Lemma: For any set of distinct points $\{x^i\}_{i=1}^m \subset \{0,1\}^n$ the set $\{ \phi(x^i) \}_{i=1}^m$ is linearly independent.
Proof: Recall that if for all $j \in [n]$ the set $B_j$ is a basis for the vector space $V_j$, then the tensor products of basis vectors $B’ = \{ \otimes_{j=1}^n b_j : b_j \in B_j \}$, is a basis for the tensor product space $V’ = \otimes_{j=1}^n V_j$. In our setting, we have $B_j = \{ \phi_j(0), \phi_j(1) \}$. This implies that $B’ = \{ \phi(x) : x \in \{0,1\}^n \}$ contains linearly independent vectors. In particular, we conclude that for any set of distinct points $\{x^i\}_{i=1}^m$ the set $\{ \phi(x^i) \}_{i=1}^m$ is linearly independent (since it is a subset of $B’$).
This shows that the kernel matrix is indeed positive definite for any set of distinct points.
The general case
To see that this is not true for $\mathcal{X} = \mathbb{R}^n$ even when $n=1$, it is sufficient to find a set of distinct points with a kernel matrix that is singular. Then, simply choose some $y$ from the orthogonal complement of its image. This makes is impossible to solve $K \alpha = y$.

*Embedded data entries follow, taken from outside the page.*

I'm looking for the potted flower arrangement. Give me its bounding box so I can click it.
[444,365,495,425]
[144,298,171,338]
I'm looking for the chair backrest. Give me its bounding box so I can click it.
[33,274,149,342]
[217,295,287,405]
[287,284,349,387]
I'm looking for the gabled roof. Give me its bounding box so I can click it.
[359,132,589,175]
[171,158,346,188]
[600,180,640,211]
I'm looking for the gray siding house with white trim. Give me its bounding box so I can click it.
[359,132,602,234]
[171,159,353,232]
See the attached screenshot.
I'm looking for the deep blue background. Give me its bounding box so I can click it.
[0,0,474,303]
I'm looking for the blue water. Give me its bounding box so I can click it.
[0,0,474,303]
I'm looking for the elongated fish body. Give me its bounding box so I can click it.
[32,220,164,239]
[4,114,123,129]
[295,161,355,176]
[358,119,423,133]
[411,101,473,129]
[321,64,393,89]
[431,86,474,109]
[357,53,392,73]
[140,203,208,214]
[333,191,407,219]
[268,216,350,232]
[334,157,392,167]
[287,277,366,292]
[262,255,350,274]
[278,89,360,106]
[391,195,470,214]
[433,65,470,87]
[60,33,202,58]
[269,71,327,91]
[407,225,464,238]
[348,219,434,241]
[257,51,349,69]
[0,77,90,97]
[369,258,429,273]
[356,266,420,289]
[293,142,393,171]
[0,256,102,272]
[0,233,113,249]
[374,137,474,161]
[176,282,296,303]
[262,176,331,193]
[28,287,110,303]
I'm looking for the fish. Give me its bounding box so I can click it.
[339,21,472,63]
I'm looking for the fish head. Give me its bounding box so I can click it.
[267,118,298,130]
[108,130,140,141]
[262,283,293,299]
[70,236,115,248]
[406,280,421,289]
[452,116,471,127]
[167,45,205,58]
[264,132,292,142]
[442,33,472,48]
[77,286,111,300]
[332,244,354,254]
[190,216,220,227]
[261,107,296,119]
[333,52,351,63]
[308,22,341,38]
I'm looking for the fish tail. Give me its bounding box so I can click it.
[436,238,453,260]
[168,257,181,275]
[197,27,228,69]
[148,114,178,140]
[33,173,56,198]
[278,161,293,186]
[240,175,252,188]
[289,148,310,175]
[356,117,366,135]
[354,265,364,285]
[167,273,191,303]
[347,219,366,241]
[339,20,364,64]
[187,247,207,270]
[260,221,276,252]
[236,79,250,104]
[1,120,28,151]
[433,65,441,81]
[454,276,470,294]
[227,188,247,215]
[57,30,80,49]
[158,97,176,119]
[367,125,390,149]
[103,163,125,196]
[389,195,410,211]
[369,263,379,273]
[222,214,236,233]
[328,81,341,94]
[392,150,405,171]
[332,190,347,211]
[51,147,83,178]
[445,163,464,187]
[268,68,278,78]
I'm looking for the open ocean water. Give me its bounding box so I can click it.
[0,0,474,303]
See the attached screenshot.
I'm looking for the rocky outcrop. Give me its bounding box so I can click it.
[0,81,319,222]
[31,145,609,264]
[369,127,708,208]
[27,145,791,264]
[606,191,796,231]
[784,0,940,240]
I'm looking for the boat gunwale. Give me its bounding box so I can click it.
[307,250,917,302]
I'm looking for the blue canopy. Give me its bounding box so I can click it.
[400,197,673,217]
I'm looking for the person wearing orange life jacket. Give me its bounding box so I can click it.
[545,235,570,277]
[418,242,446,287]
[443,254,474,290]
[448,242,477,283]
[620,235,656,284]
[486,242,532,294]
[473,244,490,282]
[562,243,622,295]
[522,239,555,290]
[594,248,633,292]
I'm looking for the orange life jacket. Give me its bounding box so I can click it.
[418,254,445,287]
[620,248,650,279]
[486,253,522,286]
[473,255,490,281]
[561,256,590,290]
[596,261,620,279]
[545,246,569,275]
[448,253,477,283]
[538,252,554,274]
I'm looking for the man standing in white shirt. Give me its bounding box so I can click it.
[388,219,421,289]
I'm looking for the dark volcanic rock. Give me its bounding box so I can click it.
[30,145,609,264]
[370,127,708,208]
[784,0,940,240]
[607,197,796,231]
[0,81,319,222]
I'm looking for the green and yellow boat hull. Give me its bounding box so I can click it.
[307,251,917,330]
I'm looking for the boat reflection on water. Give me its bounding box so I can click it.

Since $\phi(x) = (1,x,1-x)$, we see that the feature space of the kernel is $3$-dimensional. Consequently, there must exist $4$ distinct points in $\mathbb{R}$ such that the feature matrix $\Phi \in \mathbb{R}^{4 \times 3}$ has rank $3$. The same will then hold for the kernel matrix $K = \Phi \Phi^\top$, so that a suitable $y$ certainly exists.